Importantly, the researchers stress that these classes likely aren't a definitive, comprehensive grouping, but rather a place to start. "This doesn't mean that there's necessarily only four classes," says Troyanskaya. "I think what this demonstrates is that there are at least four classes. But having the four, which are clinically and biologically relevant, is significant."
Uncovering pathways at play
The classes were established by phenotype; that is, looking only at traits and not at genetics. Then, when the scientists started to study the genetics within each class, they were surprised at the results. Specifically, the genetic variants found in individuals within each class affected biological processes in very distinct ways.
In one analysis, the team traced how specific genetic changes affect certain genes-and then looked at what those genes actually do by studying which molecular circuits, or pathways, they act in.
Researchers found that each autism subtype had its own biological signature.
"There was little to no overlap in the impacted pathways between the classes," says Litman. "And what was even more interesting is that while the impacted pathways - things like neuronal action potentials or chromatin organization - were all previously implicated in autism, each one was largely associated with a different class."
Remarkably, the team discovered that not just which genes were impacted by mutations-but when they were activated-differed by class.

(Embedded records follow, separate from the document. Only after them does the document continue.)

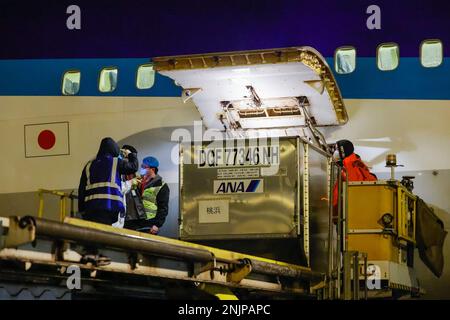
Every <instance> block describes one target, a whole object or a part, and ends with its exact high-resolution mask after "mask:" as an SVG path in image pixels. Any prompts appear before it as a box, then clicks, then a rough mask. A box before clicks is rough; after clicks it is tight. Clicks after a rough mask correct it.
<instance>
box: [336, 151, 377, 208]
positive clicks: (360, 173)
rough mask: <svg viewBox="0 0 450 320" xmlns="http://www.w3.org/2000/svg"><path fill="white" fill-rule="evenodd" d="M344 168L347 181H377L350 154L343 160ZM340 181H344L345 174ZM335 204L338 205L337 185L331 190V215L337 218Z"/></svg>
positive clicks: (368, 172)
mask: <svg viewBox="0 0 450 320" xmlns="http://www.w3.org/2000/svg"><path fill="white" fill-rule="evenodd" d="M343 164H344V167H345V169H346V170H347V174H348V181H349V182H350V181H377V177H376V176H375V175H374V174H372V173H370V171H369V168H367V166H366V165H365V164H364V162H362V160H361V158H360V157H359V156H358V155H357V154H355V153H352V154H351V155H350V156H348V157H347V158H345V159H344V161H343ZM342 180H343V181H345V180H346V176H345V172H342ZM337 204H338V185H337V182H336V183H335V184H334V189H333V207H334V210H333V215H334V216H337Z"/></svg>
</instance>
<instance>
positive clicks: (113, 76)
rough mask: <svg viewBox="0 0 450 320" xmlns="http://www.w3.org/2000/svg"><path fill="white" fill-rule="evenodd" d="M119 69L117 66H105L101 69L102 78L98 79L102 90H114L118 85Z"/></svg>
mask: <svg viewBox="0 0 450 320" xmlns="http://www.w3.org/2000/svg"><path fill="white" fill-rule="evenodd" d="M118 72H119V71H118V70H117V68H115V67H111V68H103V69H102V71H100V79H99V81H98V90H100V92H113V91H114V90H116V87H117V74H118Z"/></svg>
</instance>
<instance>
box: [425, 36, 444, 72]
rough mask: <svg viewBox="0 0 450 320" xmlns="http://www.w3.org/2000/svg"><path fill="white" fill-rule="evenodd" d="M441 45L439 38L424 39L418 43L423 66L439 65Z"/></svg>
mask: <svg viewBox="0 0 450 320" xmlns="http://www.w3.org/2000/svg"><path fill="white" fill-rule="evenodd" d="M443 51H444V49H443V47H442V42H441V41H440V40H425V41H423V42H422V44H421V45H420V63H422V66H424V67H425V68H435V67H439V66H440V65H441V63H442V57H443Z"/></svg>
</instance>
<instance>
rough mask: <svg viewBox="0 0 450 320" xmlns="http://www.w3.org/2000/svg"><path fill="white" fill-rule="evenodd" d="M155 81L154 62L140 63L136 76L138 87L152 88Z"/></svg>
mask: <svg viewBox="0 0 450 320" xmlns="http://www.w3.org/2000/svg"><path fill="white" fill-rule="evenodd" d="M154 83H155V70H153V64H151V63H149V64H143V65H140V66H139V68H138V71H137V76H136V87H137V88H138V89H150V88H151V87H153V84H154Z"/></svg>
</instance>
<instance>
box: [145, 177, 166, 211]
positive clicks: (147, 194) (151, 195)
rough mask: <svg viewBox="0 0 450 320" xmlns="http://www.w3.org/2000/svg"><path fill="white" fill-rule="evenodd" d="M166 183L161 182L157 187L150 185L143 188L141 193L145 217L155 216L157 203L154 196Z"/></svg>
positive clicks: (155, 196) (163, 182)
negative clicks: (144, 188) (141, 195)
mask: <svg viewBox="0 0 450 320" xmlns="http://www.w3.org/2000/svg"><path fill="white" fill-rule="evenodd" d="M165 184H166V183H165V182H163V183H162V184H161V185H160V186H158V187H150V188H147V189H145V190H144V194H143V195H142V203H143V205H144V209H145V214H146V215H147V219H153V218H154V217H156V212H157V211H158V205H157V204H156V197H157V196H158V192H159V190H161V188H162V187H164V185H165Z"/></svg>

"In the Social and Behavioral Challenges class, quite surprisingly, the impacted genes were mostly active after birth, and this group also experienced very few developmental delays and the latest average age of diagnosis," says Litman. "We found the opposite to be true for the ASD with Developmental Delays class, where impacted genes were mostly active prenatally."
Big data leads to big insights
The team hopes this work underscores the importance of large datasets that contain many types of data.
"I think this work highlights how important it is to have large cohorts with matched phenotypic and genetic data," says Litman. "This way, we can connect across them and make discoveries that are not apparent by just looking at one modality alone."
In the future, the team would like to dive into even more types of data under this lens, including looking at the 'non-coding' portion of the genome. These genes constitute more than 98 percent of the genome but are less studied because they do not go on to create proteins. They still play very important roles in regulating gene expression and other cellular processes implicated in autism.
"The more data, the more discovery," says Sauerwald. "We know there's a lot of contribution from the non-coding genome in autism, but we haven't been able to study it yet in the context of these classes. So a big next step is going to be adding in this other 98 percent."
Source:
Journal reference:
Litman, A., et al. (2025). Decomposition of phenotypic heterogeneity in autism reveals underlying genetic programs. Nature Genetics. doi.org/10.1038/s41588-025-02224-z.